Sure. Mixing is important obviously and poor mixing should be taken into consideration when reviewing an album. But to say that poor mixing results in an album that is completely worthless is really really stretching it.
Besides I highly doubt that a change in guitar tone fundamentally alters the songs so drastically that it renders them unlistenable. The way you describe it seems like this case is probably just minor matter of taste. The band chose a lighter guitar sound to make it more commercial and since the album was relatively successful I would assume that plenty of people liked the more commercial mixing. It hardly seems like a major mixing argument like the extremely different mixes of Raw Power, or whether the mono or stereo mixes of The Beatles records are better.
>>Similar to Under The blood red sky, I have the CD and the DVD mix of both version ripped in my computer.

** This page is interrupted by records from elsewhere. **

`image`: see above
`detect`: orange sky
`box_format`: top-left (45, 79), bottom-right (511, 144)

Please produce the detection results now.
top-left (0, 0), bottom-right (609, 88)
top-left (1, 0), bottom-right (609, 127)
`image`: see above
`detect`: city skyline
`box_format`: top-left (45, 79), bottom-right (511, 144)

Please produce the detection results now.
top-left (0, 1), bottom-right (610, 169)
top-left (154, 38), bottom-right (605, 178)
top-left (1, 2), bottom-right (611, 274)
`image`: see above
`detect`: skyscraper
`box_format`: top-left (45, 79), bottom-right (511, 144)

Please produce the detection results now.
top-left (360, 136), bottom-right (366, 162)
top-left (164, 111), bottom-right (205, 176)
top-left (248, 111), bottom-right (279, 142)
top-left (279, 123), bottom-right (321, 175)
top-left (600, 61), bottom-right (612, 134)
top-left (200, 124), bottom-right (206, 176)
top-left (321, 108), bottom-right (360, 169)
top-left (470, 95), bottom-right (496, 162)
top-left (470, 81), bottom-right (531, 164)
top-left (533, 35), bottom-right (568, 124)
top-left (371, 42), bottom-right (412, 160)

Now can you give me a single good reason why I should listen to the CD version if I think it's inferior to the DVD version?
If the DVD version was just the CD version with different mixing and an expanded tracklist then I could easily see the argument for considering the CD redundant. However the CD *isn't* redundant since it consists of mostly completely different performances. Going by what wikipedia says, the CD gives you six performances of songs that the DVD does not. That's not a ton of material by any means, but it's still something that you don't get on the DVD. So it's worth it for that at the very least.
As soon and you start ripping DVD audio, making your own custom track-orders and stuff like that, you really can't rate and review that modified version as if it were the original since it's not the original and you would be misleading your readers. John, for example, shouldn't grab the DVD audio of Blood Red Sky and review that as the audio track for his review of that album, that would be misrepresenting what is actually up for review. By all means he could still talk about the DVD material if he wanted to as a supplement. But unless he actually did a separate DVD review it shouldn't affect the score.
I should also point out that my arguments here are primarily just for the principle of the thing, rather than a specific defence of this particular record. I have never heard this live album or seen this DVD and I don't really intend to go out of my way to do so anytime soon as I think U2 are an exceedingly mediocre band whether they're in the studio or live.